最近読んだ本313

『世界のニュースを日本人は何も知らない』、谷本真由美著、ワニブックスPLUS新書、2019年。

谷本真由美氏(1975年生まれ)は、「日本のメディアが非常に閉鎖的である(pp.5)」せいで、おまけに「そもそも日本人は海外のニュースに興味を持っていない(pp.5)」せいで、われわれが諸外国の事情に疎(うと)い……、こうした問題意識をもって所見を述べられました。

国連の専門機関で働いていらしたそうですから、氏は当該テーマに精通されているわけです。

そして上掲書が提供してくれた情報は、たしかに、わたしが知らなかったことだらけでした。

例をあげましょう。

第3章の「イギリス人、実は……あまりパブに行かない」項。

イギリスでは食生活に大きな変化が起きています。(中略)
昔のようにぬるいビールとソーセージ、フィッシュアンドチップスなどを出すような古いパブはだいぶ消滅してしまい、(後略)。
経済の先行きが不安定なためにパブでビール一杯の料金を払うのは厳しいという人がかなり増えているためです。(pp.205)

概して、わたしたちは「英国の男性はパブでビール」という先入観をもっていますが、昨今は違うみたいです。

2例目はオランダ人で、

「欧州一のドケチ大魔王」であること、そしてあまりに杓子定規で融通がきかないことです。
私の友人や元同僚も何人かオランダで働いていましたが、全員がオランダのさまざまな面に辟易(へきえき)してロンドン、ローマ、ミラノ、パリ、ニューヨークに引っ越しました。(中略)
そんな彼らが延々と語る話のなかには、オランダ人のドケチ道にまつわるネタが少なくないのです。(pp.216)

初耳でした。

わたしが住んでいたアメリカにおいて「ドケチ」で名を馳(は)せていたのはスコットランド人。

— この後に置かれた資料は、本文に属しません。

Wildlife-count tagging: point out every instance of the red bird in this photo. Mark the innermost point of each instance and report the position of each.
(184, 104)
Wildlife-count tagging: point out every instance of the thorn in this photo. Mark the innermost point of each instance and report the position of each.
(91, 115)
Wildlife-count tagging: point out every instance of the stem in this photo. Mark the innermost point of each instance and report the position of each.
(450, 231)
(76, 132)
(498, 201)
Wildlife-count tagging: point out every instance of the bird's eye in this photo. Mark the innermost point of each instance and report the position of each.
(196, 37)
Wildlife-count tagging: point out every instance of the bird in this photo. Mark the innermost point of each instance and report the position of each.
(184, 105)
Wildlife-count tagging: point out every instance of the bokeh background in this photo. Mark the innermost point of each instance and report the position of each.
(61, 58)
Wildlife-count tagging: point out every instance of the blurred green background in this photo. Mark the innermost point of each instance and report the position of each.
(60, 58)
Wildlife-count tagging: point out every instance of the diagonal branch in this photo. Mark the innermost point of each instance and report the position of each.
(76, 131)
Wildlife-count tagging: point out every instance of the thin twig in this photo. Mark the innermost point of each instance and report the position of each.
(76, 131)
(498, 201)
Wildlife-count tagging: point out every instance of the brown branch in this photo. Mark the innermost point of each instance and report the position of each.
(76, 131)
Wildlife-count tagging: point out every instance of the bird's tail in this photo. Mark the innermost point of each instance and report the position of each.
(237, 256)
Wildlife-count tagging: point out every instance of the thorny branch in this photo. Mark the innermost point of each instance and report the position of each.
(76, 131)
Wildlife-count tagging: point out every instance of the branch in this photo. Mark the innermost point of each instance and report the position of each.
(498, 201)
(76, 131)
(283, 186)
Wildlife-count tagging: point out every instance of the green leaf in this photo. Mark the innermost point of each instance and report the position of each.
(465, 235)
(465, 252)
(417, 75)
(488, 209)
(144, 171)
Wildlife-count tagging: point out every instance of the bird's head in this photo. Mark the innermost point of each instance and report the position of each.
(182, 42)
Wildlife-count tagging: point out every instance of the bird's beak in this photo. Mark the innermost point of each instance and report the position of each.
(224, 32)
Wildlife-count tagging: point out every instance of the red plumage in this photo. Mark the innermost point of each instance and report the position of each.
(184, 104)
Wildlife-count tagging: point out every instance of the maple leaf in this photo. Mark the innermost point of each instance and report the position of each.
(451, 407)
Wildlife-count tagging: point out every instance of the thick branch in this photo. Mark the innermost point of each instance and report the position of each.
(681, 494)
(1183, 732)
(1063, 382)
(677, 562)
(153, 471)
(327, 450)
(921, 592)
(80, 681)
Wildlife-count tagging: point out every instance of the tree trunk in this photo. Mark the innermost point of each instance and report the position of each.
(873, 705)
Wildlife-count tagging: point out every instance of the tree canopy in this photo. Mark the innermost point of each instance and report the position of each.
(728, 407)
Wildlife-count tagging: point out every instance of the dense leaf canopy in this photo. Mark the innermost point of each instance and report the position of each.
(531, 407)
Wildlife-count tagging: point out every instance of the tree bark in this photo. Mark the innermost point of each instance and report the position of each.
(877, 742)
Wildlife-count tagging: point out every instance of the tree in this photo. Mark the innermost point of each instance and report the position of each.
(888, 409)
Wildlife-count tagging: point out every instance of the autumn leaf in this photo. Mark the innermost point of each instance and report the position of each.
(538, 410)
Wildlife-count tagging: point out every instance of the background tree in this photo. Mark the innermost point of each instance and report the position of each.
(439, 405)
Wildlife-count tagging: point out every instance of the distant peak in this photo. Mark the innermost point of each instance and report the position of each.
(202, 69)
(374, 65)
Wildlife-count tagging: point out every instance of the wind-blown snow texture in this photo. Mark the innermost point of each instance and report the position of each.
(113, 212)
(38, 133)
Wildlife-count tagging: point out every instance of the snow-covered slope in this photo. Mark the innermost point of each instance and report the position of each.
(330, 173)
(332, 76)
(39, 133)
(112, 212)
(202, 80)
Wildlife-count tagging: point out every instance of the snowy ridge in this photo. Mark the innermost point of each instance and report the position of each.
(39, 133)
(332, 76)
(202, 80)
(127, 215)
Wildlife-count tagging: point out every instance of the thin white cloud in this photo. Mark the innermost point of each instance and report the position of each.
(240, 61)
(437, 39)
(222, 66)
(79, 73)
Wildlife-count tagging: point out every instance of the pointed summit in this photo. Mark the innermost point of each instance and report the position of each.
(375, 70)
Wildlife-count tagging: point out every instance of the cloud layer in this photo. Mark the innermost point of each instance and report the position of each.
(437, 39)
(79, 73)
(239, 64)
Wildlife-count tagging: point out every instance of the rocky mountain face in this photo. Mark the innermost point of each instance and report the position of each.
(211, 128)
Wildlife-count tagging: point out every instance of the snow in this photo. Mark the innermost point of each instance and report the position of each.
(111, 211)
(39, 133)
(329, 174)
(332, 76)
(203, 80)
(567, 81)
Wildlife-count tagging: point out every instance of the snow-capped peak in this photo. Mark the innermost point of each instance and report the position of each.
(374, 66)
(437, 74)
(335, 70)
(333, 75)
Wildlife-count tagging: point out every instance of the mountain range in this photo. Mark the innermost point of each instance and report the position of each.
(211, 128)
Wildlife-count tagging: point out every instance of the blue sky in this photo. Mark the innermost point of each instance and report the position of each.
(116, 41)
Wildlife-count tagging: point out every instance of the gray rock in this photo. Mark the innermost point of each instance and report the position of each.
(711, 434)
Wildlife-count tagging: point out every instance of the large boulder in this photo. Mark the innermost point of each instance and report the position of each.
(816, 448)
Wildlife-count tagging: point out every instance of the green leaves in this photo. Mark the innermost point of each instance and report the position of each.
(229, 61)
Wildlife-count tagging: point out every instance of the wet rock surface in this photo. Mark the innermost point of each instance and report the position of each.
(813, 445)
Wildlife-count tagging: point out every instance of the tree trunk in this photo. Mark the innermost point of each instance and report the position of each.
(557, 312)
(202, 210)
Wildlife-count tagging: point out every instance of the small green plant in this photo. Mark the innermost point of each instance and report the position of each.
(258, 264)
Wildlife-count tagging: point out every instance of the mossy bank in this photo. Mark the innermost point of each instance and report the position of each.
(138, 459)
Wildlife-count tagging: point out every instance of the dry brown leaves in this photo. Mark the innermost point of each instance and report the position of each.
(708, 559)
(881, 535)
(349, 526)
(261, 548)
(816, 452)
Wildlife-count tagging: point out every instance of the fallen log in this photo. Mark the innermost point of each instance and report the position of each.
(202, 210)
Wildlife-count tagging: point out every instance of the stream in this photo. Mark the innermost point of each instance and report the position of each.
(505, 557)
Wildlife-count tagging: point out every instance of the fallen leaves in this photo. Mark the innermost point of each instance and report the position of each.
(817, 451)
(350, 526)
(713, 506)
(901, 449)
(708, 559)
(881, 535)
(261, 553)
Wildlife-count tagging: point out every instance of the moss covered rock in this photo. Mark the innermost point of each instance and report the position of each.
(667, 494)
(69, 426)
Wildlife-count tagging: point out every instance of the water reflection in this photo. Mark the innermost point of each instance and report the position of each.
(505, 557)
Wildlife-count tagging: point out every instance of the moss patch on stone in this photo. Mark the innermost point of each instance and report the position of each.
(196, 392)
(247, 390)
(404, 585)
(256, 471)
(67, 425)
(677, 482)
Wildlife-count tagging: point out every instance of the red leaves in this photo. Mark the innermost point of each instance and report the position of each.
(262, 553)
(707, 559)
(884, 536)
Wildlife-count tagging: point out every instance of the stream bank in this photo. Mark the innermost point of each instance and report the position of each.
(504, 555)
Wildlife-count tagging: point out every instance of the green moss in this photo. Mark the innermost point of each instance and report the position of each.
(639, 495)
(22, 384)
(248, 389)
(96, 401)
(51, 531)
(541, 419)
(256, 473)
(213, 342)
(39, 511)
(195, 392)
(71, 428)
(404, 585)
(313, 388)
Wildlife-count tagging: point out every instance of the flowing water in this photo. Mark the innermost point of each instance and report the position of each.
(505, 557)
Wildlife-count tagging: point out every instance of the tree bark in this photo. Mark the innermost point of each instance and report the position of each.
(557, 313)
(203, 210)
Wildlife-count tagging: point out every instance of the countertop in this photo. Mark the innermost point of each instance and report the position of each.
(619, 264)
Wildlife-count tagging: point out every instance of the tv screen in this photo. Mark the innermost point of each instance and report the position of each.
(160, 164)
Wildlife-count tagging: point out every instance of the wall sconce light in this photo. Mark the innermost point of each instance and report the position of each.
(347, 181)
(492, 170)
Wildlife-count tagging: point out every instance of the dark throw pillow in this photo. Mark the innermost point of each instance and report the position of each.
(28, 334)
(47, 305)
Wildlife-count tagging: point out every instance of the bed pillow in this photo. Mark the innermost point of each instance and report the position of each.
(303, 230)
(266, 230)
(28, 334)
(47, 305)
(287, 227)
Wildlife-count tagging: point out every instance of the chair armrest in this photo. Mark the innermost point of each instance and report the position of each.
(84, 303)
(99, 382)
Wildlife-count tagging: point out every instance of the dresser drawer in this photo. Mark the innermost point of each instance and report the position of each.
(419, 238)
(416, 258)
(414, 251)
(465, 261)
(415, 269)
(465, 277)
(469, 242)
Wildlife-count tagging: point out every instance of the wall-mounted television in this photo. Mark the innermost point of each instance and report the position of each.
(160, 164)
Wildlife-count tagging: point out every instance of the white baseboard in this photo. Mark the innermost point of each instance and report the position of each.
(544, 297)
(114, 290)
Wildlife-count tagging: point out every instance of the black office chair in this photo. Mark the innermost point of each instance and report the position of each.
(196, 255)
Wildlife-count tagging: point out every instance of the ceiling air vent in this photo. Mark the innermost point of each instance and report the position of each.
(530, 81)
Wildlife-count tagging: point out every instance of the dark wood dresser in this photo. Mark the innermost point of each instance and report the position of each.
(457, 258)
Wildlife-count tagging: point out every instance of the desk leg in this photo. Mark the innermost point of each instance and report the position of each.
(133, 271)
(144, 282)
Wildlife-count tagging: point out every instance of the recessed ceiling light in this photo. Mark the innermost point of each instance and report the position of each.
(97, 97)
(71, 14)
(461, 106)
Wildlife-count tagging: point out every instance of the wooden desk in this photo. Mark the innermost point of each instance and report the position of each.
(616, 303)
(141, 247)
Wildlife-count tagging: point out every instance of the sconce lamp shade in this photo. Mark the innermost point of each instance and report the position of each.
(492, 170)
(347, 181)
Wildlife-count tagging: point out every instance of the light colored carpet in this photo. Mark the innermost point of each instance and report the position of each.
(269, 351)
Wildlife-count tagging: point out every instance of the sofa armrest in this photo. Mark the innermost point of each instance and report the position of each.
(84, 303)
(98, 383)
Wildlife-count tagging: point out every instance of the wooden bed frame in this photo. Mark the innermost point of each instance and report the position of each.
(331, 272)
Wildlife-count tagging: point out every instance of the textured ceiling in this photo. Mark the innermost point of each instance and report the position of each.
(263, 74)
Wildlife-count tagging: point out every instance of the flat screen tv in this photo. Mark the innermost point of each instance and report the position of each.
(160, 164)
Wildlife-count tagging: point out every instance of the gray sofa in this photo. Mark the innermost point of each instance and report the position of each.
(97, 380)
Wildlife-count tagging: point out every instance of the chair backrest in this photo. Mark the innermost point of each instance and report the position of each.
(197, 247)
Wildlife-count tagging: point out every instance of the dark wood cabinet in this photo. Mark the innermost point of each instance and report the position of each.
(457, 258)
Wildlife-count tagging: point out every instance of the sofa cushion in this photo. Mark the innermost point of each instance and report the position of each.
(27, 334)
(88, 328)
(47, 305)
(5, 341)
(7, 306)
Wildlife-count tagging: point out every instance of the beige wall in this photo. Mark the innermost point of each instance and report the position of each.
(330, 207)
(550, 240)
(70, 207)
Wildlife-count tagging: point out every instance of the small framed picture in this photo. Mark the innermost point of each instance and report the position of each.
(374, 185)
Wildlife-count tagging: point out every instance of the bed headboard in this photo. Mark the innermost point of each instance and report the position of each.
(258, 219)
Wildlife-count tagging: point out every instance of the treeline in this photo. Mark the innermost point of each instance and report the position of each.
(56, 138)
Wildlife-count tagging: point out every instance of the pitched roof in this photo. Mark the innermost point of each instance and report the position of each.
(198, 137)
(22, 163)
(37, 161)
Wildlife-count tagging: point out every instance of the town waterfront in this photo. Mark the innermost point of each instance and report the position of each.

「動画のスローモーション再生を考案した発明家は、レストランで食事を終えたスコットランド人が自席からレジまで歩くときの姿にヒントを得た」というギャグを聞いたことがあります。

引用文のなかの「杓子定規で融通がきかない」で個人的にドイツを連想しましたが、そのドイツは、

成人向けの雑誌があちこちの店で堂々と売っていますし、街中にはいわゆる風俗産業のお店が並んでいます。(pp.225)

なのだそうです。

イタリア人はお風呂嫌いの由でした。

風呂には週末に入る人が多いので月曜日は爽やかなコロンの香りを漂わせた人が多いのですが、週も半ばを過ぎるころにはモワッとした体臭で顔をそむけたくなる。金曜日ともなると混雑している電車やバスの中は大変な状態になっていたりするのです。(pp.223)

入浴が週に1回だけとは……。

以上、新事実を多々教えていただきました。

世界を眺める視野が広がった気がします。

著者が訴えた「日本のメディア」の閉鎖性という案件に関しても、わたし自身懸念をおぼえています。

しかし、ふたつの疑問が残りました。

まず、著者は日本人のみが海外に関して無知であるかのようにお書きになっていますが、本書で語られたどの国においても他国のことをさほど分ってはいないのではないでしょうか。

10年間の滞米中、わたしが接したアメリカ人諸氏の外国知識は、平均的な日本国民のそれと同等か、むしろ下回ってさえいました。

つづいて、タイトル内に「世界」の語が含まれていたにもかかわらず、中身はほとんど欧米の話題ばかりだったのが、かなり残念です。